Price talk on the add-on is in line with pricing on the company's existing $80 million term loan that was obtained in November 2010.

Bank of America Merrill Lynch and KeyBanc Capital Markets LLC are the lead banks on the deal that will be used to help fund the acquisition of visionapp AG, a Germany-based provider of software and services for private, public and hybrid cloud solutions.

Allen Systems is a Naples, Fla.-based enterprise software provider.

Springs Window sets launch

Springs Window Fashions has scheduled a bank meeting for Friday to launch a proposed $475 million credit facility that is being led by J.P. Morgan Securities LLC, according to a market source.

The facility consists of a $50 million five-year revolver, a $300 million six-year first-lien term loan and a $125 million seven-year second-lien term loan, the source said.

Proceeds will be used to refinance existing debt and fund a dividend.

Springs Window Fashions is a manufacturer of blinds, shades and drapery hardware.

Legendary Pictures refinancing

Legendary Pictures is set to hold a bank meeting on Thursday to launch a $700 million credit facility that will be used to refinance existing debt, according to a market source.

The facility consists of a $500 million revolver and a $200 million term loan B, the source said, adding that price talk is not yet available.

J.P. Morgan Securities LLC is the lead bank on the deal.

Legendary Pictures is a Burbank, Calif.-based film production company.

BCBG coming soon

BCBG Max Azria is set to hold a bank meeting on Thursday to launch a $230 million term loan, according to a market source.

Goldman Sachs & Co., Bank of America Merrill Lynch, UBS Securities LLC and Guggenheim are leading the deal that will be used to refinance existing debt.

BCBG is a Vernon, Calif.-based designer, retailer and distributor of women's apparel and accessories.

Securus launching next week

Securus Technologies is scheduled to hold a bank meeting on May 4 to launch a proposed $365 million credit facility that consists of a $35 million revolver, a $233 million first-lien term loan B and a $97 million second-lien term loan, according to a market source.

BNP Paribas Securities Corp. and GE Capital Markets are the lead banks on the deal that will be used to help fund the buyout of the company by Castle Harlan from H.I.G. Capital.

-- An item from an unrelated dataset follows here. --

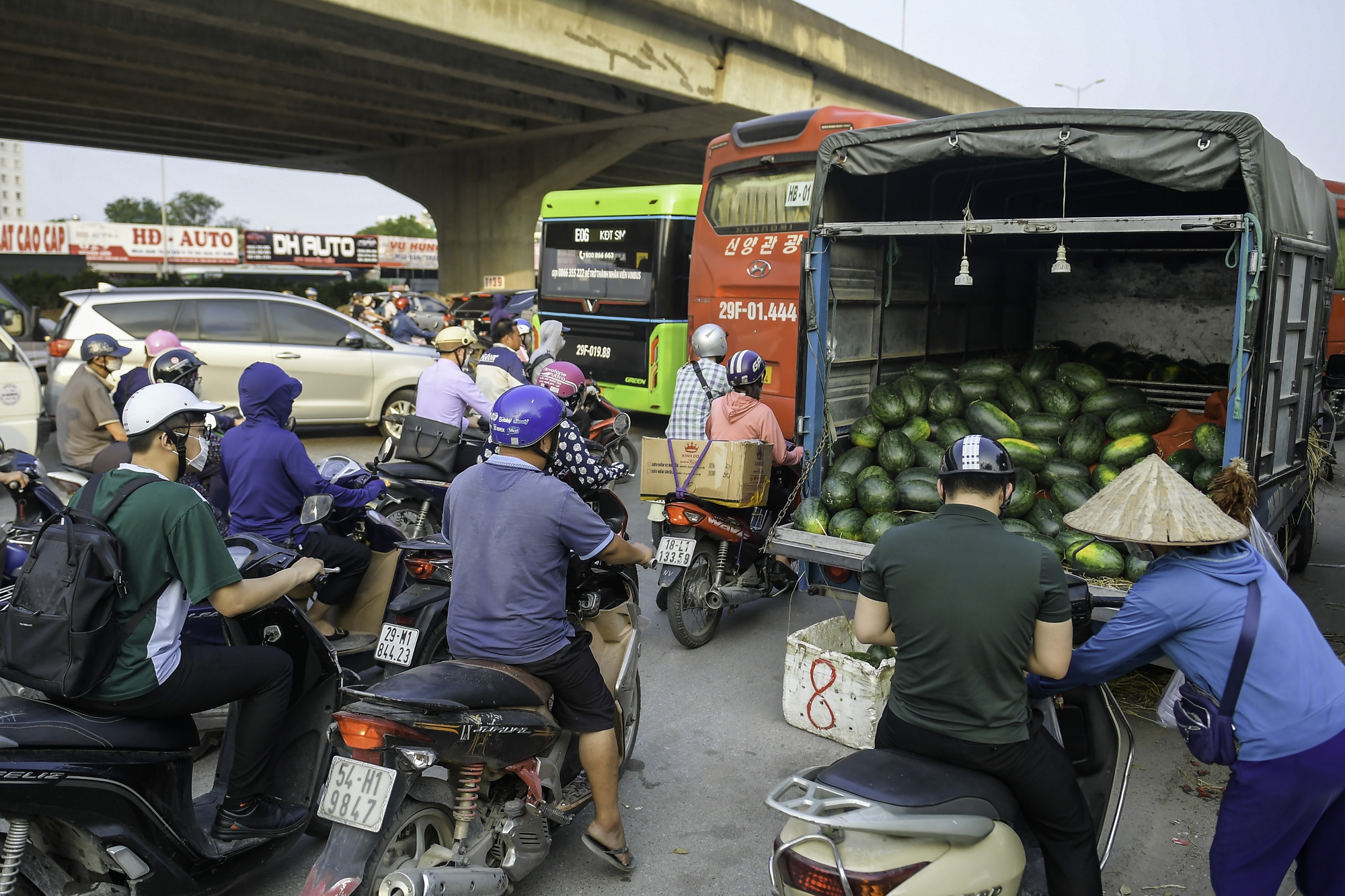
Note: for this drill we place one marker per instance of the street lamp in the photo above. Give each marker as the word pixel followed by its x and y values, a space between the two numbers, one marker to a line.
pixel 1079 91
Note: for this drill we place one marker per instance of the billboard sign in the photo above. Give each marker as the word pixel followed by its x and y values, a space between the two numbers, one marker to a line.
pixel 310 249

Securus is a Dallas-based provider of specialized telecommunications products and services for the corrections communications marketplace.

Attachmate wraps acquisition

Attachmate Group completed its purchase of Novell Inc., a Waltham, Mass.-based developer, seller and installer of enterprise software, according to a news release.

To help fund the transaction, Attachmate got a $1.19 billion senior secured credit facility, consisting of a $40 million five-year revolver (B1/BB-), an $875 million six-year first-lien term loan (B1/BB-) and a $275 million 61/2-year second-lien term loan.

Pricing on the first-lien term loan is Libor plus 500 bps and pricing on the second-lien is Libor plus 800 bps, with both having a 1.5% Libor floor and sold at a discount of 99. The second-lien has call protection of 103 in year one, 102 in year two and 101 in year three.

Credit Suisse Securities (USA) LLC, RBC Capital Markets LLC, Goldman Sachs & Co. and Citadel led the deal.

Attachmate is a Seattle-based provider of access and integration software for legacy systems.